Prostate cancer is the most common cancer among Veterans. Nationally, its mortality rate is 76% that of breast cancer; one in 41 men will die of it. National Comprehensive Cancer Network Guidelines for precision prostate cancer care have incorporated tumor sequencing for men with advanced-stage prostate cancer, and germline sequencing of men with a family history of prostate cancer. Its purpose is to discern inherited as well as somatic drivers to guide precision therapy, though also potentially uncovering familial cancer risks. But the knowledge base to guide prognostic and therapeutic decision-making in prostate cancer remains very limiting. Even though prostate cancer has the greatest heritable risk of all common cancers, the causes of nearly 90% of its inherited forms remain unknown. In contrast to breast and other common cancers, the broad diversity of hereditary prostate cancer's causes has impeded traditional pedigree-based investigation by linkage. The goal of this study is to further elucidate diverse causes of hereditary prostate cancer using a novel, alternative familial case-control study design. We compare independent cases, each with a strong family history of prostate cancer, to screened controls, each with a negative family history of prostate cancer. Our Aims capitalize upon dense genetic data to identify cases that share a given disease gene inherited from a common distant ancestor, even though genealogical relationships among them are not known. We identify disease genes by discerning excess sharing of ancestral genomic segments among cases, reconstructing haplotypes harboring mutations with strong risk of prostate cancer, and discerning correlated regional genetic variants and underlying candidate causal mutations. We introduce a novel algorithm to identify sentinel variants best detecting the independent risk signals, and forming a clinically predictive model. We further delineate which genetic loci are responsible for the early age of diagnosis characterizing familial disease, some also impacting aggressiveness. We employ replication across independent familial case-control study populations to discern true from false positive observations, and we evaluate additional existing case-control and biobank data sets to generalize pertinent observations. This study will improve the knowledge base for precision oncology and familial cancer care of Veterans.
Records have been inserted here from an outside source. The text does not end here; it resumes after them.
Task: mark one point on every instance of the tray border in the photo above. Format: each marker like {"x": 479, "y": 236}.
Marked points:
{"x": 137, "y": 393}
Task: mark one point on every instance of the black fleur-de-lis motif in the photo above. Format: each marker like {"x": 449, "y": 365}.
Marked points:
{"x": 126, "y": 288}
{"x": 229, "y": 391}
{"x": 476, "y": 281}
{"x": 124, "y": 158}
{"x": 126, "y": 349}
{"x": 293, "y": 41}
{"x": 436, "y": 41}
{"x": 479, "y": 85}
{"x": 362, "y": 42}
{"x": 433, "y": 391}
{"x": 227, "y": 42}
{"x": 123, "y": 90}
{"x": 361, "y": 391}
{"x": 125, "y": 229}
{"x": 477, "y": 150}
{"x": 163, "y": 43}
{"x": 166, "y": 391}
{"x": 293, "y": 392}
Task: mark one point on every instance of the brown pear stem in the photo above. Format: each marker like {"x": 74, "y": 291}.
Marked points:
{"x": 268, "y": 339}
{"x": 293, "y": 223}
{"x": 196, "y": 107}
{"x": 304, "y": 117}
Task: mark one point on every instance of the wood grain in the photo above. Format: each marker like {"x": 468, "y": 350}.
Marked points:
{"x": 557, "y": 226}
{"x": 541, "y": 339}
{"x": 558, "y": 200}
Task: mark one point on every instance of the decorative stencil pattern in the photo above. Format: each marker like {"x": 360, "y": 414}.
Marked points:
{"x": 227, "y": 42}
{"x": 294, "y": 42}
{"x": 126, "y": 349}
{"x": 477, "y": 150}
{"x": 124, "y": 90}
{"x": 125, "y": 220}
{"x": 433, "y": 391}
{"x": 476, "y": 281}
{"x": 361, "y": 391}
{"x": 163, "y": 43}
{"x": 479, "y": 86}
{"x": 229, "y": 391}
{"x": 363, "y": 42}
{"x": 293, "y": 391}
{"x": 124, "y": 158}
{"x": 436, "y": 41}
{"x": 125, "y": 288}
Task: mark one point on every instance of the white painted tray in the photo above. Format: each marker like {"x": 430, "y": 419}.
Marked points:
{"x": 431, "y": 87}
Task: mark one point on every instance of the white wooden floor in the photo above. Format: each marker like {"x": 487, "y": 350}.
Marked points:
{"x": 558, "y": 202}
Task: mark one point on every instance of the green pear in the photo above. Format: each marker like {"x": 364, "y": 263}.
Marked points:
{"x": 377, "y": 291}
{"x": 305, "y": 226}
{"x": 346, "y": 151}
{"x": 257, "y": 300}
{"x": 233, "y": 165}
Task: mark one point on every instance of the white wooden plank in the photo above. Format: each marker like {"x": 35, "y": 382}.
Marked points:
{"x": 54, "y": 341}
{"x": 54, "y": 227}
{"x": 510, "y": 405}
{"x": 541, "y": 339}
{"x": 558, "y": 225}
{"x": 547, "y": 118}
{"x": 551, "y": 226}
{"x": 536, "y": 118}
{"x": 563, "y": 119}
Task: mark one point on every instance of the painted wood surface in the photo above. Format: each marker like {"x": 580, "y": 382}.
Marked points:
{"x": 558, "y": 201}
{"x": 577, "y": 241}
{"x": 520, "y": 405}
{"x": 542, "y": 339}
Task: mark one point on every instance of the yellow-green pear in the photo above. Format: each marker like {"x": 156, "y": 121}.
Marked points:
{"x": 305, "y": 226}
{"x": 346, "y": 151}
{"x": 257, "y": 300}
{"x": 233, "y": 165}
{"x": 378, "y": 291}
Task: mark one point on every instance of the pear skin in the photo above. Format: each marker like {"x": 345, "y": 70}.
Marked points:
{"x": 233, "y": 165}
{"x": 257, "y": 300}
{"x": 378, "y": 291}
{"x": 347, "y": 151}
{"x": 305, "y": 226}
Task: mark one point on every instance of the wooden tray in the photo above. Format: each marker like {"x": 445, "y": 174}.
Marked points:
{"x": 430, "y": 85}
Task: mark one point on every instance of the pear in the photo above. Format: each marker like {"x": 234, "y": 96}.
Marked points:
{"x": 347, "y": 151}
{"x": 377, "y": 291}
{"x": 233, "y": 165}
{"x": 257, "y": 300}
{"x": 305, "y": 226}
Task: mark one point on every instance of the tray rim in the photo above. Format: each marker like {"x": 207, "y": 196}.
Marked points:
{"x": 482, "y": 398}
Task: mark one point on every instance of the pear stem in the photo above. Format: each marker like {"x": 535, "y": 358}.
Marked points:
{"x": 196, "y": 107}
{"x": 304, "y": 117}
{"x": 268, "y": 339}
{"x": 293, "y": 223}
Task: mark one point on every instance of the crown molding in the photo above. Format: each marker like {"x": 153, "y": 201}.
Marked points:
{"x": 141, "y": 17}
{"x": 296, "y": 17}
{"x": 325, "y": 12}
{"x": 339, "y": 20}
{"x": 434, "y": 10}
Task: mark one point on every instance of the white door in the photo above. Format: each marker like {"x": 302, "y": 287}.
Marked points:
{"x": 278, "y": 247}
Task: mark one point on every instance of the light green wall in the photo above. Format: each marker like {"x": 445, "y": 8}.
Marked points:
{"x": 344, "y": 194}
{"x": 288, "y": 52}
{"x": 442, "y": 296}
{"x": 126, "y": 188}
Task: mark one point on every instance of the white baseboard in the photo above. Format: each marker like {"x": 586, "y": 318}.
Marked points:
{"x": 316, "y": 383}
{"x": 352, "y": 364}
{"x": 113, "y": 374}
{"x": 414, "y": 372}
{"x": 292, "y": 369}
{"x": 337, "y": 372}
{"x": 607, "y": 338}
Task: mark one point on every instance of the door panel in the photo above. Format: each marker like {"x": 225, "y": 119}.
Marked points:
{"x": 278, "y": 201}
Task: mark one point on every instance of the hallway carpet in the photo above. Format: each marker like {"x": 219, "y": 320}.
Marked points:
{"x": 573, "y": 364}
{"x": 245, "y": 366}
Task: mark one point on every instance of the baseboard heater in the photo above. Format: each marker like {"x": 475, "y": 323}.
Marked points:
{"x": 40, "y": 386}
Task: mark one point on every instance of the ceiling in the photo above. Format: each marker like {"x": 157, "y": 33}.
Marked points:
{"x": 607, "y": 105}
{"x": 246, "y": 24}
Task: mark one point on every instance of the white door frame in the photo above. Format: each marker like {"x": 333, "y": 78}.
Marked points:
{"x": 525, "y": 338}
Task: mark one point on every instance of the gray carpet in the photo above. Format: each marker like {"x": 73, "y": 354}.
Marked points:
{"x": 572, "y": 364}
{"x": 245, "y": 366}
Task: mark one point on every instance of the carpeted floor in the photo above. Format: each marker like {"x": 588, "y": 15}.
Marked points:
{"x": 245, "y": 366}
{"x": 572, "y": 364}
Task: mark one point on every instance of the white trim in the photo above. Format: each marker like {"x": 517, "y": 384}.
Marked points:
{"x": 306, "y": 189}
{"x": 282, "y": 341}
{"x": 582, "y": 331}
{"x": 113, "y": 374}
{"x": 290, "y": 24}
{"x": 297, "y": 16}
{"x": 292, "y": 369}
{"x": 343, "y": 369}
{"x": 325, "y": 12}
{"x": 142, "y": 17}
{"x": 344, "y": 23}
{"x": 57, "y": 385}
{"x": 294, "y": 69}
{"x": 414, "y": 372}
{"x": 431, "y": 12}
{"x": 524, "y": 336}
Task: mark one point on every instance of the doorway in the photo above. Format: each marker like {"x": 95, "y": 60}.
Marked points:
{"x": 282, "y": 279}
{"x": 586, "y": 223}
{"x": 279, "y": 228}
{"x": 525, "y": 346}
前列腺癌是退伍军人中最常见的癌症。在全国范围内，它的死亡率是乳腺癌的76%。 癌症；每41个男人中就有一个会死于癌症。国家精准前列腺癌综合癌症网络指南 癌症治疗包括晚期前列腺癌患者的肿瘤测序，以及生殖系 对有前列腺癌家族史的男性进行测序。它的目的是辨别遗传和遗传 指导精确治疗的躯体驱动因素，尽管也可能揭示家族性癌症风险。但是 指导前列腺癌预后和治疗决策的知识库仍然非常有限。 尽管前列腺癌是所有常见癌症中可遗传风险最大的，但近90%的原因 它的哪种遗传形式仍不清楚。与乳腺癌和其他常见癌症不同的是， 遗传性前列腺癌的病因阻碍了传统的家系连锁调查。目标是 这项研究的目的是使用一种新的替代方案来进一步阐明遗传性前列腺癌的不同原因 家族性病例对照研究设计。我们比较了独立的病例，每个病例都有很强的家族病史 前列腺癌，以筛查的对照组，每个人都有前列腺癌家族史。我们的目标 利用密集的遗传数据来识别具有从共同基因遗传的给定疾病基因的病例 远祖，尽管他们之间的血统关系尚不清楚。我们识别疾病 通过识别病例间祖先基因组片段的过度共享来识别基因，重建单倍型 含有患前列腺癌风险很高的突变，并识别相关的区域遗传变异和 潜在的候选因果突变。我们介绍了一种新的算法来最好地识别前哨变体 检测独立的风险信号，形成临床预测模型。我们进一步描述了 家族性疾病的早期诊断是由遗传基因决定的，有些基因还会影响 咄咄逼人。我们通过在独立的家族性病例对照研究人群中进行复制来识别 假阳性观察为真，我们评估额外的现有病例对照和生物库数据集以 概括相关的观察结果。这项研究将完善精准肿瘤学的知识库和 退伍军人的家族癌症护理。